Manthena Vamsi, Jarquín Diego, Varshney Rajeev K, Roorkiwal Manish, Dixit Girish Prasad, Bharadwaj Chellapilla, Howard Reka
Department of Statistics, University of Nebraska-Lincoln, Lincoln, NE, United States.
Agronomy Department, University of Florida, Gainesville, FL, United States.
Front Genet. 2022 Oct 14;13:958780. doi: 10.3389/fgene.2022.958780. eCollection 2022.

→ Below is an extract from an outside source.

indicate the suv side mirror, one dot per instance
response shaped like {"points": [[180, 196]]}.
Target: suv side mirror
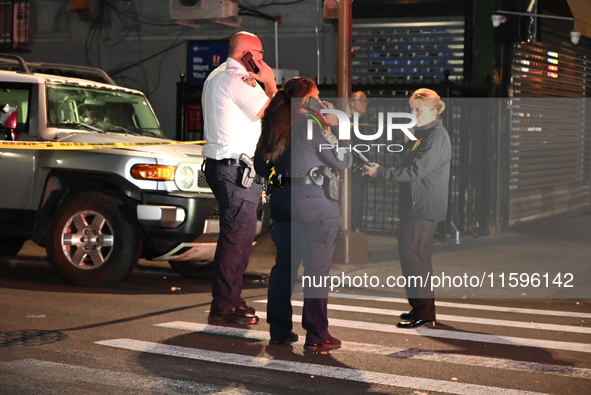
{"points": [[9, 121]]}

The development of genomic selection (GS) methods has allowed plant breeding programs to select favorable lines using genomic data before performing field trials. Improvements in genotyping technology have yielded high-dimensional genomic marker data which can be difficult to incorporate into statistical models. In this paper, we investigated the utility of applying dimensionality reduction (DR) methods as a pre-processing step for GS methods. We compared five DR methods and studied the trend in the prediction accuracies of each method as a function of the number of features retained. The effect of DR methods was studied using three models that involved the main effects of line, environment, marker, and the genotype by environment interactions. The methods were applied on a real data set containing 315 lines phenotyped in nine environments with 26,817 markers each. Regardless of the DR method and prediction model used, only a fraction of features was sufficient to achieve maximum correlation. Our results underline the usefulness of DR methods as a key pre-processing step in GS models to improve computational efficiency in the face of ever-increasing size of genomic data.
基因组选择(GS)方法的发展使植物育种计划能够在进行田间试验之前利用基因组数据选择优良品系。基因分型技术的改进产生了高维基因组标记数据,这些数据难以纳入统计模型。在本文中,我们研究了应用降维(DR)方法作为GS方法预处理步骤的效用。我们比较了五种DR方法,并研究了每种方法的预测准确性随保留特征数量的变化趋势。使用涉及品系、环境、标记的主效应以及基因型与环境互作的三种模型研究了DR方法的效果。这些方法应用于一个真实数据集,该数据集包含在九个环境中进行表型分析的315个品系,每个品系有26,817个标记。无论使用何种DR方法和预测模型,只有一小部分特征足以实现最大相关性。我们的结果强调了DR方法作为GS模型中关键预处理步骤的有用性,以在面对不断增加的基因组数据量时提高计算效率。